Shurdus
Am I Napoleon?
Actually mjs0 describes the issue strikingly well. You do indeed get a licence rather than buying a copy of a game. I think the analogy with a movie ticket is spot on indeed. If you pass your ticket to a friends after you passed inspection then that friend may get in - as long as no employees of the theatre spot that, of course. The friend however does not have any right whatsoever to see the movie too. That right was granted exclusively to you.Only because the industry has twisted the issue this way. There is nothing inherintly different with games compared to music and movies that requires this - the only reason it's this way is because the industry has taken advantage of the technological ignorance of the lawmakers. We need to take back the issue.
What you should keep in mind is that the actual transaction of paying money for a product does not grant you any rights in of itself. It is just a monetary payment in order to get a right in return. The company can grant a licence, but then you as an end user may not because the agreement stated that you cannot transfer your rights. You can sell your copy of the game of course, but not your licence. Distributing the licence is the exclusive right of other parties. We can of course think of workarounds to the same effect - like selling a game like new, i.e. before it is registered, or selling a movie ticket before it is used - and factual this may seem like a transferring of a licence from one end user to the other, but legally it is not since all you do is inventing ways to circumvent the rules that enforce the agreement.

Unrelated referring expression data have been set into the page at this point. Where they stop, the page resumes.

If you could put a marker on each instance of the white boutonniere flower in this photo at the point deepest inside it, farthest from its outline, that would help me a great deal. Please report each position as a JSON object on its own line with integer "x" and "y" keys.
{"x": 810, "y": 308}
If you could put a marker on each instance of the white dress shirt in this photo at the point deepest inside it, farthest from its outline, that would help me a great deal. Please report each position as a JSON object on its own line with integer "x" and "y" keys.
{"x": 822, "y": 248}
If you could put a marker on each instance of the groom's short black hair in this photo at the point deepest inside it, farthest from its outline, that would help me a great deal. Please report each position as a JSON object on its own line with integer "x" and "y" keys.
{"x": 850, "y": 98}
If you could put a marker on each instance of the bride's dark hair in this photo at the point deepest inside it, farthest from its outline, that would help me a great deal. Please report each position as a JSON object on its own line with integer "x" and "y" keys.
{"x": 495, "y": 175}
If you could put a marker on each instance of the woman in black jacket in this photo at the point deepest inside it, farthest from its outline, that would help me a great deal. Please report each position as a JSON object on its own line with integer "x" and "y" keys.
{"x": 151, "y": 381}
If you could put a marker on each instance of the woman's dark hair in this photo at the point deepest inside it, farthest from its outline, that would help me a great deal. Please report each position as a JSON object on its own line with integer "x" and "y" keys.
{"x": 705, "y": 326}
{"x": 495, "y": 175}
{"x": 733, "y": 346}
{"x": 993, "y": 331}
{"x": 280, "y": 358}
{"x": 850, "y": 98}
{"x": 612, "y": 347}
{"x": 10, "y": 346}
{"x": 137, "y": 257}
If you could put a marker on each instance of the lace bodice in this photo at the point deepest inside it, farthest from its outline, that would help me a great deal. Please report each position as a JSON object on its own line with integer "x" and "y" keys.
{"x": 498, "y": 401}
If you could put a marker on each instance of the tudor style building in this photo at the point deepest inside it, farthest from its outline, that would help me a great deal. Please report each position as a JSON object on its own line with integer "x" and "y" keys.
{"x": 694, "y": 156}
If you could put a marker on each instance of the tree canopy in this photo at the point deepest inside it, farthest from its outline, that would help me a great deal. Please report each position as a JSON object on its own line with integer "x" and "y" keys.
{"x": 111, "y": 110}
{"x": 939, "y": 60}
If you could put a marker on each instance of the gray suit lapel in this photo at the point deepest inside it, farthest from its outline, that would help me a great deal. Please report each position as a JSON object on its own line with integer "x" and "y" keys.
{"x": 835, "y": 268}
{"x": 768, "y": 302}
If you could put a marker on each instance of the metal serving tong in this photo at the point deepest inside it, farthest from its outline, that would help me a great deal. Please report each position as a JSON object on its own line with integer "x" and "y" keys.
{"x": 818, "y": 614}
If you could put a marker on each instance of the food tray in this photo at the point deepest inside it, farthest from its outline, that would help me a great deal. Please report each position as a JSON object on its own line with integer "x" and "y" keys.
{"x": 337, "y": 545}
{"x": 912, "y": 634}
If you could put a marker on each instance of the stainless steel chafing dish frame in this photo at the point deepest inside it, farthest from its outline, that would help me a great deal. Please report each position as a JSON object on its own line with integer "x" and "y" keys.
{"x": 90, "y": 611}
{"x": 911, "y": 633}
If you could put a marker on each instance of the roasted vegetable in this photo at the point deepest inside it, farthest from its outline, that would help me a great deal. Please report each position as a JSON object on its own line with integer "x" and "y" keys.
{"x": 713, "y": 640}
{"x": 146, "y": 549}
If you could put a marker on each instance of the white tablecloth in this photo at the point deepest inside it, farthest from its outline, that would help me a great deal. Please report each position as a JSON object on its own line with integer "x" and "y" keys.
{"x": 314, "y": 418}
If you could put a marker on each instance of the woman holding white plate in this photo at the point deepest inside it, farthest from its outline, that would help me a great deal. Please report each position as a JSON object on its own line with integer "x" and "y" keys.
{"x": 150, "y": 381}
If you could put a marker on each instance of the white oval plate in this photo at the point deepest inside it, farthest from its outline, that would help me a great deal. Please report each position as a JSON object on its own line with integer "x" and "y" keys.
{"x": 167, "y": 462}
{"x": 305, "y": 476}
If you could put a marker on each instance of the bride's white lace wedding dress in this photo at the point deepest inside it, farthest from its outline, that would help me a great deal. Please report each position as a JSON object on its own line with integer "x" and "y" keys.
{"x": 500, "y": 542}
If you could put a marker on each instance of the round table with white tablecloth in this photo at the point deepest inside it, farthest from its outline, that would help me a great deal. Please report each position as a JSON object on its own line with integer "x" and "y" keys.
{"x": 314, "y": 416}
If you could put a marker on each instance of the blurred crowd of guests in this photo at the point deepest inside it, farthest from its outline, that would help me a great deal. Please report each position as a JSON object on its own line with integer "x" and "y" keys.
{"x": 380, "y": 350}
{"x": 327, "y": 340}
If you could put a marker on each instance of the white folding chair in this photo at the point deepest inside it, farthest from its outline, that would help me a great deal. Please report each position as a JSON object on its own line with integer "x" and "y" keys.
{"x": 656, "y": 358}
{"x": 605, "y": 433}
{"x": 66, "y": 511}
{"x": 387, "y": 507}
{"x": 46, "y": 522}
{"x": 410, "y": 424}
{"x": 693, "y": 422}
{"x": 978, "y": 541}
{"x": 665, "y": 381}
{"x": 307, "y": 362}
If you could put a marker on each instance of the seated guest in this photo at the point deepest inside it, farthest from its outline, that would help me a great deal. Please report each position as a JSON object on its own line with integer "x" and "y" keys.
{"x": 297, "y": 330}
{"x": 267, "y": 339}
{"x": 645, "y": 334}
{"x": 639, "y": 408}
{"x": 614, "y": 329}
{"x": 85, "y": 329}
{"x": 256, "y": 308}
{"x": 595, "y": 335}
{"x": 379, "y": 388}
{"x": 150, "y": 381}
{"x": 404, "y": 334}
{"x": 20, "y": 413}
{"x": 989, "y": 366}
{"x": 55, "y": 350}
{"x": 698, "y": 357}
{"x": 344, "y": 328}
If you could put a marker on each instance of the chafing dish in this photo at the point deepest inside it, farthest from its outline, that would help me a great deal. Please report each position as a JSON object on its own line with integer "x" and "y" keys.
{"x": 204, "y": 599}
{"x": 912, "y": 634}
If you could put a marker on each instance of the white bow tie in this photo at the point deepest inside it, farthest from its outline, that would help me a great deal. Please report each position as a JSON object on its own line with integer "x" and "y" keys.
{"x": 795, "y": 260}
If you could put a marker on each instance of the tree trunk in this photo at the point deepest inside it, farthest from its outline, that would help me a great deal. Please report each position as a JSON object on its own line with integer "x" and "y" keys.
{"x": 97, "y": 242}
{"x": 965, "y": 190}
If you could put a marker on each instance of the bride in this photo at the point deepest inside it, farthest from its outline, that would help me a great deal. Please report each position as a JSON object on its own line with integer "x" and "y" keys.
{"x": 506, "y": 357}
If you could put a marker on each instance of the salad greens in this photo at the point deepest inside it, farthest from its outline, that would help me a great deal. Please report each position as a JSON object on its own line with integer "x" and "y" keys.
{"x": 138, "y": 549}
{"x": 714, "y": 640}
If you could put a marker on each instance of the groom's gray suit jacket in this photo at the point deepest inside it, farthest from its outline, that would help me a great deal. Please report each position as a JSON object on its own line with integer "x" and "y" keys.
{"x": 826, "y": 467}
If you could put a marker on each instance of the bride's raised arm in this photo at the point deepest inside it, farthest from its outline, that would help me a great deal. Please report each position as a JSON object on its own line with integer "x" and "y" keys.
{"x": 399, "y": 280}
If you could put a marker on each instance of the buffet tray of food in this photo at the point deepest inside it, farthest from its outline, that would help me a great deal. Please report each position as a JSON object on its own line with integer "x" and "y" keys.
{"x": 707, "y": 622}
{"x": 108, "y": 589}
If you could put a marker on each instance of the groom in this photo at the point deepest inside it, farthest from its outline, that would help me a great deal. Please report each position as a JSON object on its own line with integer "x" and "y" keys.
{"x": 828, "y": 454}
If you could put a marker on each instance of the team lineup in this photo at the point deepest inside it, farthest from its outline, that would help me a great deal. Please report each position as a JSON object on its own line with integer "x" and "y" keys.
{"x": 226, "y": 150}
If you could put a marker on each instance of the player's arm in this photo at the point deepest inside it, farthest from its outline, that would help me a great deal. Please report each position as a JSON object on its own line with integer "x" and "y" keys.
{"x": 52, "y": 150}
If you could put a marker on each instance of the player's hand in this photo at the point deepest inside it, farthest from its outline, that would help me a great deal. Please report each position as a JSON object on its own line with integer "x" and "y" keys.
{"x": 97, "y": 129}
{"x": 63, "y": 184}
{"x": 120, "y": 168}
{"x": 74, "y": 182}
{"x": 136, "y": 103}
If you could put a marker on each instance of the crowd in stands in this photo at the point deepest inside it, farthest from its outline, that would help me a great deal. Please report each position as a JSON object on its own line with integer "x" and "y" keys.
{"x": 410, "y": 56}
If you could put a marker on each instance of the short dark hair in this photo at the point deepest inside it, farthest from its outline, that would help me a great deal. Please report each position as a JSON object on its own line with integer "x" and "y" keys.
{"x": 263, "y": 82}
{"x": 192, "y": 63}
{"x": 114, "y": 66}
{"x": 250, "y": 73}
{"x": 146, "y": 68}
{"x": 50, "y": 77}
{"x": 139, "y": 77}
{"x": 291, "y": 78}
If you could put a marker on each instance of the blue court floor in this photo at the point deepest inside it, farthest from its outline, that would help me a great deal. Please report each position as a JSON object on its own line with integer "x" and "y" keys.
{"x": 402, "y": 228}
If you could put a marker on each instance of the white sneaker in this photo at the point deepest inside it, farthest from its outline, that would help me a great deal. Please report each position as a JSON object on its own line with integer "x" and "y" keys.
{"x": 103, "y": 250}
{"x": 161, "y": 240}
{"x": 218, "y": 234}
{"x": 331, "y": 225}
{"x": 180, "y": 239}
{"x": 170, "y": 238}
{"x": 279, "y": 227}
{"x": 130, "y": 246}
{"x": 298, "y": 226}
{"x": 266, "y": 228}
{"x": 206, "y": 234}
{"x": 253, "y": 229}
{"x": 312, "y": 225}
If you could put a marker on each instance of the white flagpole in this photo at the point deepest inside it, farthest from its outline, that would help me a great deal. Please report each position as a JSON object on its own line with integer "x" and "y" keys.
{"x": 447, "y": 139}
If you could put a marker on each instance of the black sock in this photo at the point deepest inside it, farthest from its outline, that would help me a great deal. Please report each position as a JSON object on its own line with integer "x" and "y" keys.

If you open a fast food store and want to get into the McDonalds franchise, you need to get a licence. When it turns out that the fast food buisness is not for you, you cannot just sell your licence to the cafeteria on the corner. You can sell the restaurant itself of course, and that has consequences that no doubt the licence agreement has foreseen. If McDonalds says it is ok that the restaurant remains a McDonalds then it may remain a McDonalds - but this is not for the person selling the restaurant to determine. Seems fair? This is what happens with a gaming licence too. It is the exact same deal legally.